MSF’s operational manager for search and rescue Ellen van der Velden accused the Italian authorities of “playing dirty” and attempting to incriminate “humanitarian organisations who are doing nothing more than trying to save lives at sea as per international maritime law.”
“Once a rescue ship enters an Italian port, it is subjected to a lengthy and overzealous inspection until some insignificant irregularities are found,” Ms van der Velden said today.
“It took 11 hours of inspection on the Sea Watch 4 [yesterday] to come up with sufficient infractions to prevent the ship from sailing out of the port of Palermo.
“We are accused of ‘systematically’ saving people, criticised for having too many life jackets on board and scrutinised over the sewage system. Meanwhile the obligation for every ship to provide assistance to boats in distress is completely disregarded.
“This is the Italian authorities playing dirty, attempting to incriminate and stop humanitarian organisations who are doing nothing more than trying to save lives at sea as per international maritime law.

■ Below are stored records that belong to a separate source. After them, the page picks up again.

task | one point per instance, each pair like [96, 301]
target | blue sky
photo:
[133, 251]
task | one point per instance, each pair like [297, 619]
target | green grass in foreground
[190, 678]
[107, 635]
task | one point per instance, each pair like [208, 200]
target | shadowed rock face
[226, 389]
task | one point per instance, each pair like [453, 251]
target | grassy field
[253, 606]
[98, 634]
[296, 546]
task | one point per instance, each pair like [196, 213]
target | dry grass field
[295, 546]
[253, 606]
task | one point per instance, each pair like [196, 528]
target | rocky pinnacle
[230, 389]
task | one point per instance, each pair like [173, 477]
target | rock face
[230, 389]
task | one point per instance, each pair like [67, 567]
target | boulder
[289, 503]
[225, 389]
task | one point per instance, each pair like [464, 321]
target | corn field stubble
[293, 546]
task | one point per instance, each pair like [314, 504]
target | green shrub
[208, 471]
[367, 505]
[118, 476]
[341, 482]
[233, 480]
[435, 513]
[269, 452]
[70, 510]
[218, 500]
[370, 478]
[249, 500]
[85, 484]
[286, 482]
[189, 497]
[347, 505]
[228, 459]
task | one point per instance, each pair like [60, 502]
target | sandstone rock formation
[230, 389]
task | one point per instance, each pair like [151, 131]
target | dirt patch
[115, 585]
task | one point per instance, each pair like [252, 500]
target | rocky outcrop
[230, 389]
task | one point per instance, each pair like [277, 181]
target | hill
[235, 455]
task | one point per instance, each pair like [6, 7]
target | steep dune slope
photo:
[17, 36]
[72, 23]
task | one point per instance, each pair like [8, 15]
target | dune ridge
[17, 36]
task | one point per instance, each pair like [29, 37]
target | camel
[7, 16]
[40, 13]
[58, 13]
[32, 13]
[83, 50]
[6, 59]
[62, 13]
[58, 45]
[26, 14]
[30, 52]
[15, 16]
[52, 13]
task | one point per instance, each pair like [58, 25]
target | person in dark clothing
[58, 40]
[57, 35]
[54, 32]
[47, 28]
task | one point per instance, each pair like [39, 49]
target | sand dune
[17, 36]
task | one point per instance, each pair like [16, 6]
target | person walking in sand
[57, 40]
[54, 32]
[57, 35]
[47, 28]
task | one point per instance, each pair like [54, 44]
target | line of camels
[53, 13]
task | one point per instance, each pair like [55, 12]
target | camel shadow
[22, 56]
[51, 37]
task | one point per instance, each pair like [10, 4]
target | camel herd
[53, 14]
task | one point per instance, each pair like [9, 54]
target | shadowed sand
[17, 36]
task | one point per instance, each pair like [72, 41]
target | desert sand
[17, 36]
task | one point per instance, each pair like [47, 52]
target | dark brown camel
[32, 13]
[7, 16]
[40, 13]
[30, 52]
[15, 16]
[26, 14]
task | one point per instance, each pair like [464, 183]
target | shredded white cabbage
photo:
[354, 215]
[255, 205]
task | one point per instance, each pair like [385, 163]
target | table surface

“While simultaneously tearing up the rule book on their own obligations, chiefly to provide assistance to boats in distress. And this with the assent, if not full endorsement, of European states including the UK.”
Barbara Deck, MSF’s medical project co-ordinator on board Sea Watch 4, said: “The violent reality people have escaped, and the dangers of the journey they are forced to take in order to seek safety, was evidenced by the wounds we treated.
“Yet, from the boy now deaf as result of a punch to the head by armed men, to the father who carries the scars of melted plastic branded on his skin while in Libya, the resilience we witnessed was humbling.
“As we treat our patients on board, it is devastating to know that European governments are doing everything they can to prevent these vulnerable people from being provided with this lifesaving care.”
Meanwhile, the Alan Kurdi, which returned to the central Mediterranean last week, is currently carrying 133 rescued refugees, including a five-month-old child.
So far Italy, Malta, Libya and Germany have not responded to the Alan Kurdi’s urgent calls for a port to disembark the rescued.